Fettuccine, Cannelloni, Macaroni; let's face it, the Italian's passion for pasta is romantic and today we enjoy simple fast recipe creations that are some of the most enjoyable to eat time and time again. Italy has 20 different regions. Travel with pasta, Tuscany vs Sicily, here is some fun and slightly intellectual facts of the history of pasta.
The modern word "macaroni" derives from the Sicilian term for kneading dough with energy. Pasta making in early times was often a labour intensive, all day process.

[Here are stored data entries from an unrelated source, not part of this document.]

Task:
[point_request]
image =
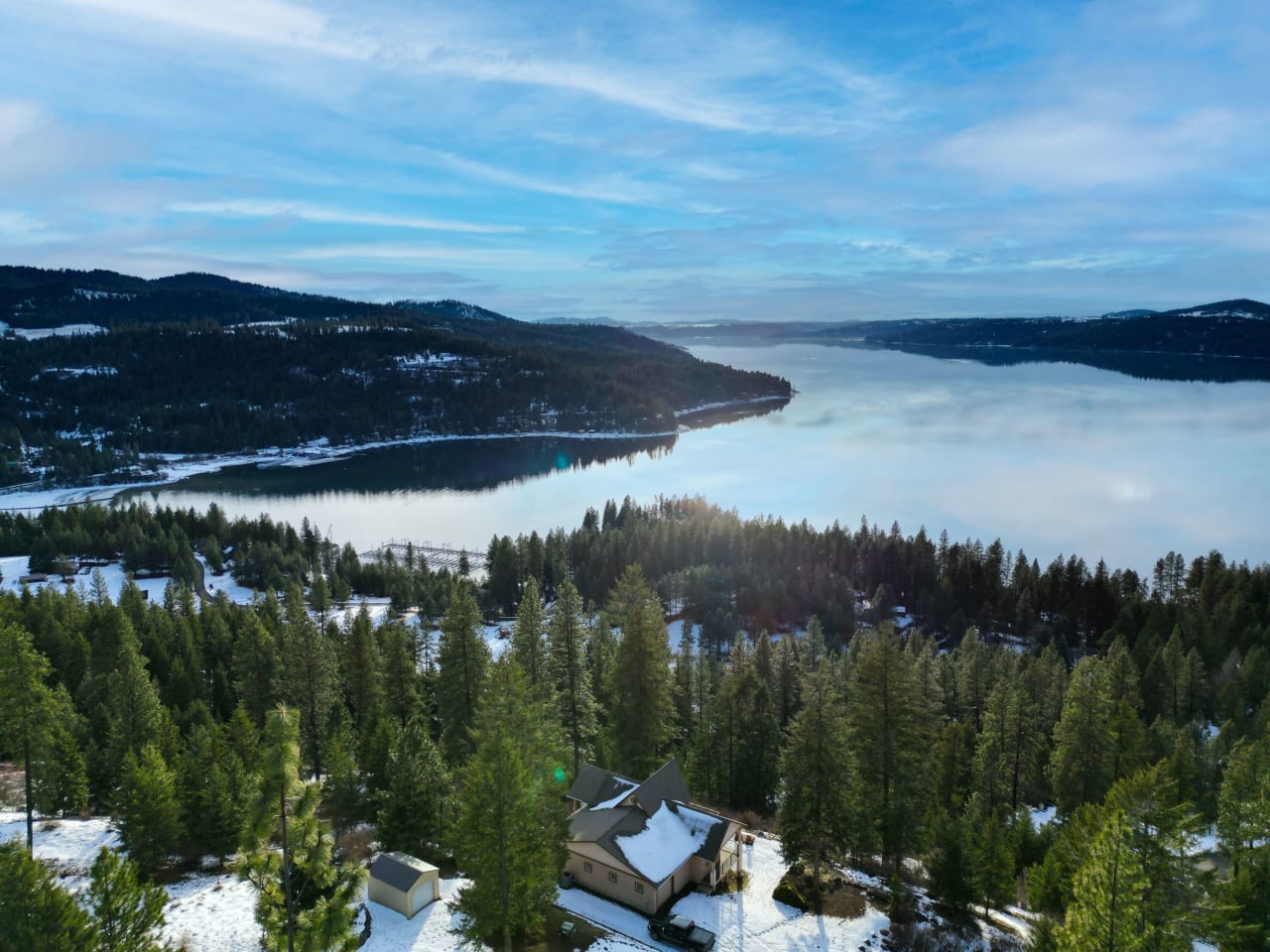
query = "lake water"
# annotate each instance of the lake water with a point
(1056, 458)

It goes to show that even back then, without computers and the hustle and bustle of city living, thought was given to make processes more efficient.
A dream to drink wine and eat pasta in Tuscany brings forth the rich red vinos to complement the hearty red sauces.

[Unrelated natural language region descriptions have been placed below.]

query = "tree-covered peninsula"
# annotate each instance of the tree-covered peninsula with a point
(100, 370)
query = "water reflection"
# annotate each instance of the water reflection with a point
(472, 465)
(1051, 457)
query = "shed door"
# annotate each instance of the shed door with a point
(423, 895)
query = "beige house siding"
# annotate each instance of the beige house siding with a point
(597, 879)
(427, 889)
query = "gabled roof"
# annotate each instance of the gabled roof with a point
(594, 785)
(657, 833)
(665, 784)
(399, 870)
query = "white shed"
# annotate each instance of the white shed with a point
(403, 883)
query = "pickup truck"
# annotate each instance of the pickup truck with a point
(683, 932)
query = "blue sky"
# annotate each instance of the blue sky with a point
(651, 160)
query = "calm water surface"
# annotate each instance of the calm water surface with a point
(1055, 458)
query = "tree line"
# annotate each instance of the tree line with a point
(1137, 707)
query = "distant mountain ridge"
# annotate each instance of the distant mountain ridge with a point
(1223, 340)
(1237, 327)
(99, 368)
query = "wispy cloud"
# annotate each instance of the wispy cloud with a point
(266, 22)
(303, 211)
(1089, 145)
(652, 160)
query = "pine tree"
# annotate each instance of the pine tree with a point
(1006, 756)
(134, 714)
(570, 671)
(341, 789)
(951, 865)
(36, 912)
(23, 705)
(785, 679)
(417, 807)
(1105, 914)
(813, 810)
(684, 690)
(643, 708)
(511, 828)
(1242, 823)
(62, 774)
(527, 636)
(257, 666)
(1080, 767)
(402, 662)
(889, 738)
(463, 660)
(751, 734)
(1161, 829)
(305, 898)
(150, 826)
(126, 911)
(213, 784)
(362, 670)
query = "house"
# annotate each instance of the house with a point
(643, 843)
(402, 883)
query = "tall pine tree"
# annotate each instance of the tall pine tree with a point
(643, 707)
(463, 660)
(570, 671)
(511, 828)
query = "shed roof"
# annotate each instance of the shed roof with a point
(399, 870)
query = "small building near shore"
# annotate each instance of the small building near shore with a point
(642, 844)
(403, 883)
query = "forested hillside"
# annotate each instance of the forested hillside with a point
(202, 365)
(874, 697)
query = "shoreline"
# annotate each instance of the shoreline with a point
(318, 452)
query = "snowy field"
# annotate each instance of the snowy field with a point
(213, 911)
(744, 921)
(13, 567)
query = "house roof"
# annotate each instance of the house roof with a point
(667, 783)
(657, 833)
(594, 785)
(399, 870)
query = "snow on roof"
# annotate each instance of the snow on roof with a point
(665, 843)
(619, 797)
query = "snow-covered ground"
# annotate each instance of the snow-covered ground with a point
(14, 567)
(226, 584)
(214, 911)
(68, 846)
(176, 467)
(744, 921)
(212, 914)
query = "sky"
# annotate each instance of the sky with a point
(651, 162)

The well known island of Sicily is enriched with history with flavours from their previous Arab conquerors, mixed with local seafood and sardines, sweet tomatoes and wild fennel which grew on the island.
The History of Pasta
Nothing says Italy like its food, and nothing says Italian food like pasta. Pasta is integrant part of Italy’s food history Wherever Italians immigrated they have brought their pasta along, so much so today it can be considered a staple of international cuisine. Unlike other ubiquitous Italian products like pizza and tomato sauce, which have a fairly recent history, pasta may have a much older pedigree, going back hundreds -if not thousands- of years. Unravelling the long and often complex history of this dish we have to look at its origins and some of the myths surrounding it.

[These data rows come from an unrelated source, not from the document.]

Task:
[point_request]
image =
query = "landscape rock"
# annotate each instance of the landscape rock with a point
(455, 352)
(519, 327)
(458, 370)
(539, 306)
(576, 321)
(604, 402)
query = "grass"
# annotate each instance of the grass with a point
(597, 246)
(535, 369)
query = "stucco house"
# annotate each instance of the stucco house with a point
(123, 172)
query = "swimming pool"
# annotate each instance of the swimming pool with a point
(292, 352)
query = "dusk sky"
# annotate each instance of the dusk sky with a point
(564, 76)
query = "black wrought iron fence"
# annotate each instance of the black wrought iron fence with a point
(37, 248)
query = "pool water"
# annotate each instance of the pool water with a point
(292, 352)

Many school children were taught that the Venetian merchant Marco Polo brought back pasta from his journeys to China (along with gelato, some believed...). Some may have also learnt that Polo's was not a discovery, but rather a rediscovery of a product once popular in Italy among the Etruscans and the Romans. Well, Marco Polo might have done amazing things on his journeys, but bringing pasta to Italy was not one of them: noodles were already there in Polo's time.
There is indeed evidence of an Etrusco-Roman noodle made from the same durum wheat used to produce modern pasta: it was called "lagane" (origin of the modern word for lasagna). However this type of food, first mentioned in the 1st century AD, was not boiled, as it is usually done today, but ovenbaked. Ancient lagane had some similarities with modern pasta, but cannot be considered quite the same. The country will have to wait a few centuries for its most popular dish to make a further culinary leap forward.
Like so much of southern Italian life, the Arabic invasions of the 8th century heavily influenced regional cuisine. Today, the presence of Arabic people in the south of the peninsula during the Middle Ages is considered the most likely reason behind the diffusion of pasta.
The modern word "macaroni" derives from the Sicilian term for kneading dough with energy, as early pasta making was often a laborious, day-long process. How these early dishes were served is not truly known, but many Sicilian pasta recipes still include typically middle eastern ingredients, such as raisins and cinnamon, which may be witness to original, medieval recipes.
This early pasta was an ideal staple for Sicily and it easily spread to the mainland since durum wheat thrives in Italy's climate. Italy is still a major producer of this hard wheat, used to make the all-important semolina flour.